Раз еще в начале как-то я соскочил неловко с двигавшегося уже паровоза и упал на откос бугра земли, приготовленного для полотна дороги. Откос был слишком крутой, чтобы удержаться на нем, и я стал медленно сползать вниз к полотну, прямо под проходивший ряд вагонов, которые тащил наш паровоз № 34.
Это были ужасные мгновения. Сверхъестественной волей стараясь удержаться и в то же время все сползая, я все смотрел туда вниз, на бегущие мимо меня колеса вагонов, угадывая, которое из них разрежет меня.

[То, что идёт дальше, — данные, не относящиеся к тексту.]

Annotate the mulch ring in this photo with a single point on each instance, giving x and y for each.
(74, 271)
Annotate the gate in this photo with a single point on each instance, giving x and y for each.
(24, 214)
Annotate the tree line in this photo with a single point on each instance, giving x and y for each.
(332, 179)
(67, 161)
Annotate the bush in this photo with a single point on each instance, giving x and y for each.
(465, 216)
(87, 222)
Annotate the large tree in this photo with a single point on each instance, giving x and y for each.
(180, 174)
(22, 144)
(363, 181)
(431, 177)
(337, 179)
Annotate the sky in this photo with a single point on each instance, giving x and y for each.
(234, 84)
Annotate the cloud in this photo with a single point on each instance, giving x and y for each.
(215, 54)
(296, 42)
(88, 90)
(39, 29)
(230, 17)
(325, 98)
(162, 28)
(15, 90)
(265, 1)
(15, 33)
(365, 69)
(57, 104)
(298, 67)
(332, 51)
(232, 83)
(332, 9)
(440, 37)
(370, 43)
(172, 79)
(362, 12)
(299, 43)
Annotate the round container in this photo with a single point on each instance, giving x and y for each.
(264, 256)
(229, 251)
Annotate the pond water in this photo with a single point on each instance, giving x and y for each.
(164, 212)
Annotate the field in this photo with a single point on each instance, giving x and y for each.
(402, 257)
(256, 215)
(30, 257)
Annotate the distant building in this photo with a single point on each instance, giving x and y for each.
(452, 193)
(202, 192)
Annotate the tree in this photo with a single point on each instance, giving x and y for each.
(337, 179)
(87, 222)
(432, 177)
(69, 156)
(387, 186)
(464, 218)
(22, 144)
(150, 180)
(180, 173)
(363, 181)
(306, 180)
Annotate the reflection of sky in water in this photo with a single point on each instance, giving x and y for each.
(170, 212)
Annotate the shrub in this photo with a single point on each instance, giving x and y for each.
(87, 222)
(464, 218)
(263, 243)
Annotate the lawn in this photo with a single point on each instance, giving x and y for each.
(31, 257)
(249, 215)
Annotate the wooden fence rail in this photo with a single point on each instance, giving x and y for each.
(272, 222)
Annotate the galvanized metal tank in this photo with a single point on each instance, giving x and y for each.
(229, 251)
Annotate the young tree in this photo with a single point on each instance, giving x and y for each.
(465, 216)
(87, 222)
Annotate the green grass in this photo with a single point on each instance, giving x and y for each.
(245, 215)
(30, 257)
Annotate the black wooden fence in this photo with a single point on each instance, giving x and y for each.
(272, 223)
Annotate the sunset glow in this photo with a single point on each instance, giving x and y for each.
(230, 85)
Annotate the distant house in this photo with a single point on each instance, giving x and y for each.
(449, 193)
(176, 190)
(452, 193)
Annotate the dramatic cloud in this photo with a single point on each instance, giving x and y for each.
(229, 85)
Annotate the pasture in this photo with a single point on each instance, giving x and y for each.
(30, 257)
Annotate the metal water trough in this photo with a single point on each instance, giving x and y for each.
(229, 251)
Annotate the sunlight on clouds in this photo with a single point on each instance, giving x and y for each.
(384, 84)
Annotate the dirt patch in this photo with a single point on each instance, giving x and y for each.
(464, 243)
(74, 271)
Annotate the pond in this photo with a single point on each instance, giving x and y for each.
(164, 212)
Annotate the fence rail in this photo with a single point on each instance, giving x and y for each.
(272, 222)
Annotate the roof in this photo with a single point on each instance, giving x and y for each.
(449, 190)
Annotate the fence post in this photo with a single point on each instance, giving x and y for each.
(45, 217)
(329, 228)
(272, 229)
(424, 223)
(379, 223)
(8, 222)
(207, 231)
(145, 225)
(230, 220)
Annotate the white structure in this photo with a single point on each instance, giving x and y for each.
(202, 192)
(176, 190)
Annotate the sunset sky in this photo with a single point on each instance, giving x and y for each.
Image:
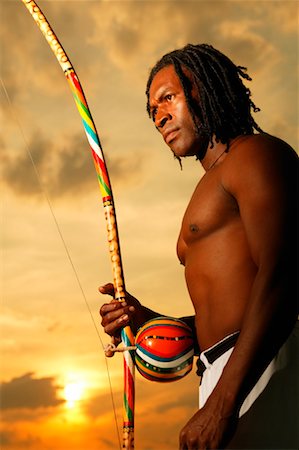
(55, 382)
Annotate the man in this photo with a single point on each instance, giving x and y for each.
(238, 245)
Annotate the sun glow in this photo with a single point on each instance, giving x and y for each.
(73, 392)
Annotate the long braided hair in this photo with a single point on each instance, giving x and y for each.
(224, 108)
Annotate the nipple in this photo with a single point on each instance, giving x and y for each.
(193, 228)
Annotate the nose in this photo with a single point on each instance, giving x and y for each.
(161, 118)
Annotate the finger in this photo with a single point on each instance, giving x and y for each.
(114, 309)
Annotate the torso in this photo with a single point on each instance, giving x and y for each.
(219, 269)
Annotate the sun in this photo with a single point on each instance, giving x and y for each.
(73, 392)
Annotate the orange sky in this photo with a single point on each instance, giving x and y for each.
(48, 340)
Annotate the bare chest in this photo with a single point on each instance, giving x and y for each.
(210, 210)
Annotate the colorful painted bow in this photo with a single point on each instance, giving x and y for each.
(109, 209)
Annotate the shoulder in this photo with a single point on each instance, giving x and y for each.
(259, 166)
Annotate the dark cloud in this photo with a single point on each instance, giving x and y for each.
(26, 392)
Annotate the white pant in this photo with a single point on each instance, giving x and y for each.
(269, 414)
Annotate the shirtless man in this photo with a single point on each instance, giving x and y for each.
(237, 243)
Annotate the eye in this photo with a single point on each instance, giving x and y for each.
(153, 114)
(169, 97)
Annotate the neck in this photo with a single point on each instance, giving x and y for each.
(214, 155)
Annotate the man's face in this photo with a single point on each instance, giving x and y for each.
(172, 118)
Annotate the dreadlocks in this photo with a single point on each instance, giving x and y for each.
(224, 110)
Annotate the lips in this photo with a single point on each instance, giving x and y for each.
(169, 135)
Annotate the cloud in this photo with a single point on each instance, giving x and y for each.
(26, 392)
(62, 168)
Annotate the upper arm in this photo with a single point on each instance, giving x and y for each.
(262, 176)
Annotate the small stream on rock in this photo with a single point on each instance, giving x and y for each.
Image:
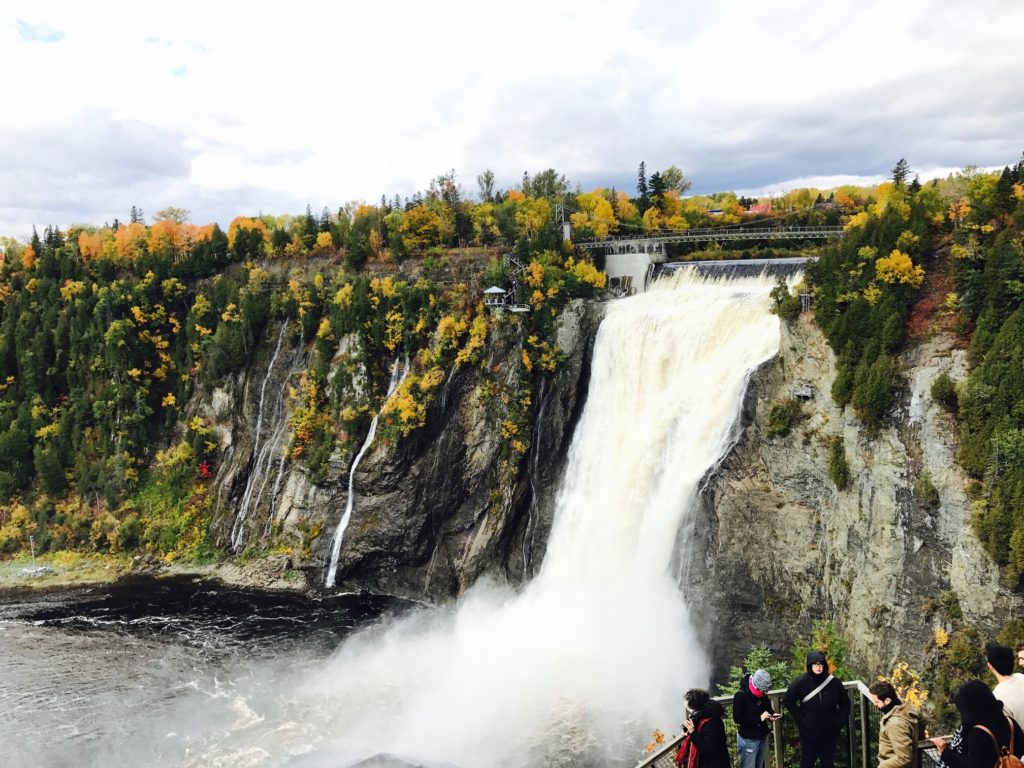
(574, 668)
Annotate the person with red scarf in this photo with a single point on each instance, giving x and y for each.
(753, 714)
(704, 733)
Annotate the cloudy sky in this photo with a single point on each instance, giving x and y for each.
(242, 108)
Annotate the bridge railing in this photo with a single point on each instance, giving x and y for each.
(717, 233)
(857, 747)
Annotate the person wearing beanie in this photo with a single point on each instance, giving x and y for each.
(821, 707)
(752, 711)
(1010, 688)
(898, 729)
(984, 728)
(705, 730)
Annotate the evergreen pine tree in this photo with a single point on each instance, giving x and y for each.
(643, 193)
(900, 171)
(308, 228)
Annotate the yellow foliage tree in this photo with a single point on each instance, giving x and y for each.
(625, 209)
(652, 219)
(897, 267)
(531, 215)
(423, 226)
(595, 214)
(130, 242)
(245, 222)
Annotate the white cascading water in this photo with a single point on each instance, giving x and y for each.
(260, 460)
(398, 375)
(594, 653)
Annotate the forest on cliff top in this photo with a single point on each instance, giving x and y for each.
(108, 333)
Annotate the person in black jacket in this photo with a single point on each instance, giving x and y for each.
(820, 706)
(980, 709)
(753, 714)
(704, 720)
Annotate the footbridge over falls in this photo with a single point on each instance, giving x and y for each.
(631, 262)
(653, 244)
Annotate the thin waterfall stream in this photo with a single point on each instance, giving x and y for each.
(393, 384)
(590, 656)
(576, 668)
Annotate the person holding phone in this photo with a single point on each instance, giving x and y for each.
(753, 713)
(821, 707)
(898, 729)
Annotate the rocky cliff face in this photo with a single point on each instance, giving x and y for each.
(432, 511)
(772, 547)
(776, 546)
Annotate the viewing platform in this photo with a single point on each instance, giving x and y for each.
(857, 743)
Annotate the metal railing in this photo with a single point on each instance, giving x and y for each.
(717, 233)
(857, 748)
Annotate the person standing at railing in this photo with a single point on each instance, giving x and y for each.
(753, 713)
(984, 730)
(898, 731)
(820, 706)
(1010, 688)
(704, 733)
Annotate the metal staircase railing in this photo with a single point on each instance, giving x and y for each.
(857, 748)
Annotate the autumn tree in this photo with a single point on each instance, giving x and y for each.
(548, 183)
(595, 215)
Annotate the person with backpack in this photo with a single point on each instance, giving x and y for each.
(753, 714)
(820, 705)
(704, 733)
(988, 737)
(1010, 685)
(898, 728)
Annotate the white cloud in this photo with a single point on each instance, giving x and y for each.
(280, 104)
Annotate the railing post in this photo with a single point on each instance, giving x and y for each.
(849, 737)
(863, 730)
(776, 730)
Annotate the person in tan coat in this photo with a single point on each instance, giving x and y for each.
(898, 732)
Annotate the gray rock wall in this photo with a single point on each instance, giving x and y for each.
(780, 547)
(433, 511)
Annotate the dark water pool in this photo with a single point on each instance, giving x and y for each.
(164, 672)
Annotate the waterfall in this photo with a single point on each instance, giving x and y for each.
(582, 665)
(393, 384)
(260, 462)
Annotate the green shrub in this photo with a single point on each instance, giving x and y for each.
(783, 416)
(928, 495)
(944, 392)
(839, 470)
(872, 390)
(784, 304)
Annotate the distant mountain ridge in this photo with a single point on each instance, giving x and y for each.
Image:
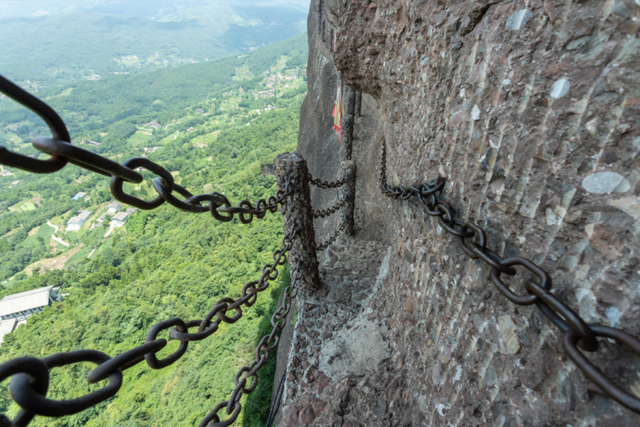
(95, 40)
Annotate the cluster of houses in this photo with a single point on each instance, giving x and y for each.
(16, 309)
(76, 222)
(118, 218)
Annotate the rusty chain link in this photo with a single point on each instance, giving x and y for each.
(30, 376)
(62, 152)
(324, 184)
(473, 242)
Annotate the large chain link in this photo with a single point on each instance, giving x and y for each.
(322, 213)
(324, 184)
(30, 376)
(472, 239)
(63, 152)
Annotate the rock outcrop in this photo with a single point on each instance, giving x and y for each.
(531, 111)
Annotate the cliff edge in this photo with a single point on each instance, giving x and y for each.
(531, 111)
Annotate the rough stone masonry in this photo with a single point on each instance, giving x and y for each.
(531, 111)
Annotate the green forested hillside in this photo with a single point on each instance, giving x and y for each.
(71, 41)
(213, 135)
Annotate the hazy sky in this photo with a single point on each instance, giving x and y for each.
(139, 8)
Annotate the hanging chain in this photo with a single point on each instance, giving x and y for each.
(30, 376)
(63, 152)
(324, 184)
(472, 239)
(322, 213)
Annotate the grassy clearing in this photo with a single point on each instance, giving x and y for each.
(24, 206)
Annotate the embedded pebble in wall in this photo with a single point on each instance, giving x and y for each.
(518, 19)
(602, 182)
(475, 112)
(560, 88)
(613, 314)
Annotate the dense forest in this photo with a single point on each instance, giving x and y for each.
(214, 126)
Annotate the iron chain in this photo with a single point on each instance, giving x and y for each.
(322, 213)
(63, 152)
(30, 376)
(324, 184)
(577, 333)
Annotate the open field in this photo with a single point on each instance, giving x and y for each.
(57, 263)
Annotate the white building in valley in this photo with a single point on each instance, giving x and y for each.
(16, 309)
(76, 222)
(113, 208)
(119, 219)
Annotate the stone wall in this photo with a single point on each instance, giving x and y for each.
(531, 111)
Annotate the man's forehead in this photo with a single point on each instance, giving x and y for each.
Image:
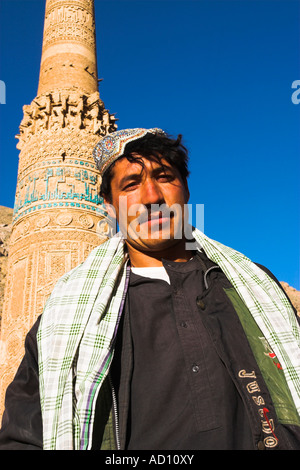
(138, 164)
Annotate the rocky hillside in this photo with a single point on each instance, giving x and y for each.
(5, 230)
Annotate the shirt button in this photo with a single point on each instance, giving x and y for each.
(200, 303)
(261, 445)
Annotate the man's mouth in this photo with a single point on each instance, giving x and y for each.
(158, 217)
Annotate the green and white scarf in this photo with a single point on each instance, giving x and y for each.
(79, 324)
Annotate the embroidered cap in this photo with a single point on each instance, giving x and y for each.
(112, 146)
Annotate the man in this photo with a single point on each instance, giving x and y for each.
(162, 338)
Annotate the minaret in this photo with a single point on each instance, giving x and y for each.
(58, 214)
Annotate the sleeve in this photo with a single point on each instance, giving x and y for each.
(22, 420)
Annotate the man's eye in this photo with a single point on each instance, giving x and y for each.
(130, 185)
(165, 177)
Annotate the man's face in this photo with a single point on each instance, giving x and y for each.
(142, 197)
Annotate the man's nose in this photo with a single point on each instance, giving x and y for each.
(151, 192)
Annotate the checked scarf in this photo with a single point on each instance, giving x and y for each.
(80, 320)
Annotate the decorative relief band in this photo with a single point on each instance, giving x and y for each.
(71, 110)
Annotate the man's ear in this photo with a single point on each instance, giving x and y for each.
(187, 191)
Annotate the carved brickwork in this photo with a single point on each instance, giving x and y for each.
(69, 110)
(58, 214)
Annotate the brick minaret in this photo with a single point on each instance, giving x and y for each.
(58, 215)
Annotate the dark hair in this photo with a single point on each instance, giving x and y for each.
(153, 147)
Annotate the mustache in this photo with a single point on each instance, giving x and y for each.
(148, 214)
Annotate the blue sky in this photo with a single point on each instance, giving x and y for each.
(218, 72)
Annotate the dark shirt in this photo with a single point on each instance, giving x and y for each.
(181, 394)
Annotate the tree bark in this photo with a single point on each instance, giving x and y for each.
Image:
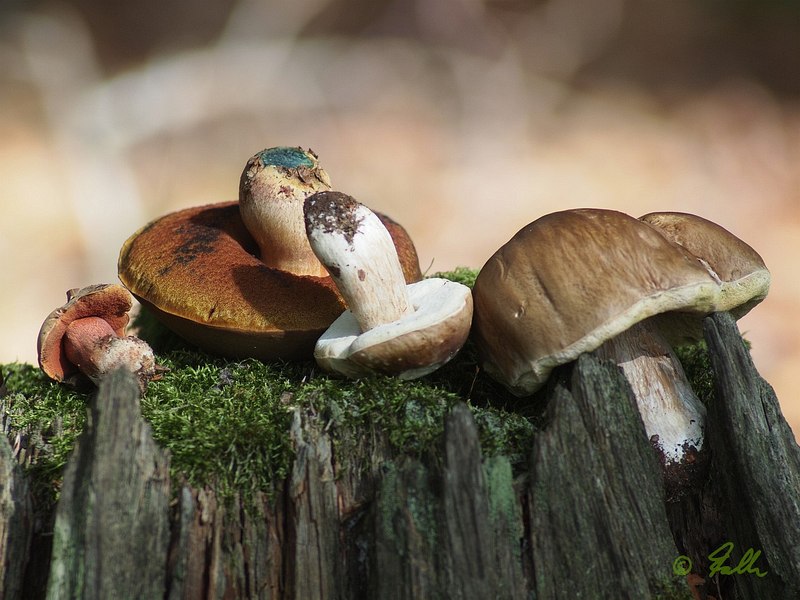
(584, 517)
(16, 522)
(111, 529)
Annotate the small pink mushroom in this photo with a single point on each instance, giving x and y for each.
(87, 337)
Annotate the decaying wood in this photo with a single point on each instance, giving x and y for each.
(16, 523)
(597, 517)
(111, 528)
(585, 517)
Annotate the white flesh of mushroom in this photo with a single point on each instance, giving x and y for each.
(672, 414)
(408, 330)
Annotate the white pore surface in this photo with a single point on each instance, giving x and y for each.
(434, 301)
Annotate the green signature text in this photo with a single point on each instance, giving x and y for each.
(746, 565)
(719, 563)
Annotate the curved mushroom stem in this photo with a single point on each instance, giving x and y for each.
(272, 188)
(673, 416)
(358, 252)
(92, 345)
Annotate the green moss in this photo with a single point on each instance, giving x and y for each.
(226, 422)
(463, 275)
(696, 364)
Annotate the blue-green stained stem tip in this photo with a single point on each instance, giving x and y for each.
(284, 156)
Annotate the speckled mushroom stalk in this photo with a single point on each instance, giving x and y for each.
(389, 327)
(272, 188)
(87, 335)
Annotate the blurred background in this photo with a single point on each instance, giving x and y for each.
(462, 119)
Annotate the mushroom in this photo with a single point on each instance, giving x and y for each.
(588, 279)
(272, 188)
(390, 327)
(737, 268)
(87, 336)
(198, 270)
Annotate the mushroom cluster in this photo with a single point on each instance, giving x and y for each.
(390, 327)
(239, 279)
(588, 279)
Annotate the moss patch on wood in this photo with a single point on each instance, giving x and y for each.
(226, 422)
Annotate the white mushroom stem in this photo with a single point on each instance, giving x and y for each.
(95, 349)
(672, 414)
(358, 252)
(271, 205)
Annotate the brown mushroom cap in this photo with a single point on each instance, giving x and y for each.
(571, 280)
(197, 271)
(111, 302)
(740, 271)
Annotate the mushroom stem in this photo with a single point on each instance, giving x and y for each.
(358, 252)
(673, 416)
(272, 188)
(92, 345)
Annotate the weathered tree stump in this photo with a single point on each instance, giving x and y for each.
(111, 528)
(16, 522)
(585, 518)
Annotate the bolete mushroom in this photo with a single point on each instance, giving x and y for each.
(390, 327)
(87, 336)
(737, 268)
(200, 270)
(589, 279)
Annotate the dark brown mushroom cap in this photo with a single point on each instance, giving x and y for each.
(110, 302)
(571, 280)
(740, 271)
(196, 270)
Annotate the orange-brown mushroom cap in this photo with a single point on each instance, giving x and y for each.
(111, 302)
(196, 270)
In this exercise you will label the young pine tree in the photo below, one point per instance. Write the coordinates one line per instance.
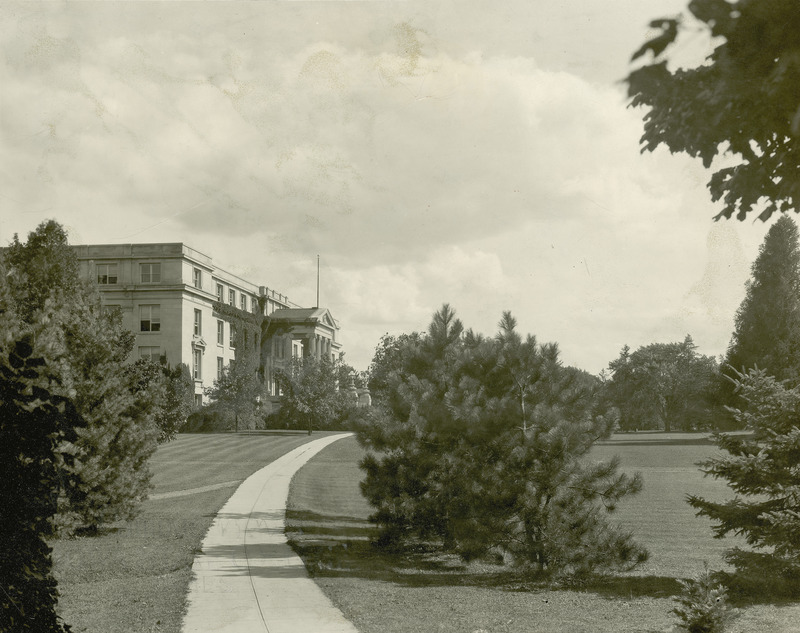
(762, 470)
(479, 445)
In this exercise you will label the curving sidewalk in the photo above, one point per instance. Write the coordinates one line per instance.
(247, 579)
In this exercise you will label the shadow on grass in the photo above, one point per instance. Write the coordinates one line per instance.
(341, 547)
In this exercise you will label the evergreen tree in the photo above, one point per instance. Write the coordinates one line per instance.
(762, 471)
(767, 326)
(35, 425)
(88, 350)
(479, 446)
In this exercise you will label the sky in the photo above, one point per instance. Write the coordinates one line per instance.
(479, 154)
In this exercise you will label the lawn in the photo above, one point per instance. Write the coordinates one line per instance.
(419, 593)
(134, 577)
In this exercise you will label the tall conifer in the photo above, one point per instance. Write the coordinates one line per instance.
(767, 327)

Так бы и случилось, потому что я в конце концов упал прямо под колеса. остановившегося вдруг поезда. То Григорьев остановил.
По моему ли прыжку, по мелькнувшей между стойками фигуре, уже лежавшей на земле, по верхнему ли просто чутью, — от Григорьева я так и не добился, — но Григорьев мгновенно закрыл регулятор, дал контр-пар и целый ряд тревожных свистков. Ни свистков, ни стука щелкавшихся друг о друга вагонов, стука, похожего на залпы из пушек, — я не слыхал. Все, кроме зрения и сознания неизбежного конца, было парализовано во мне.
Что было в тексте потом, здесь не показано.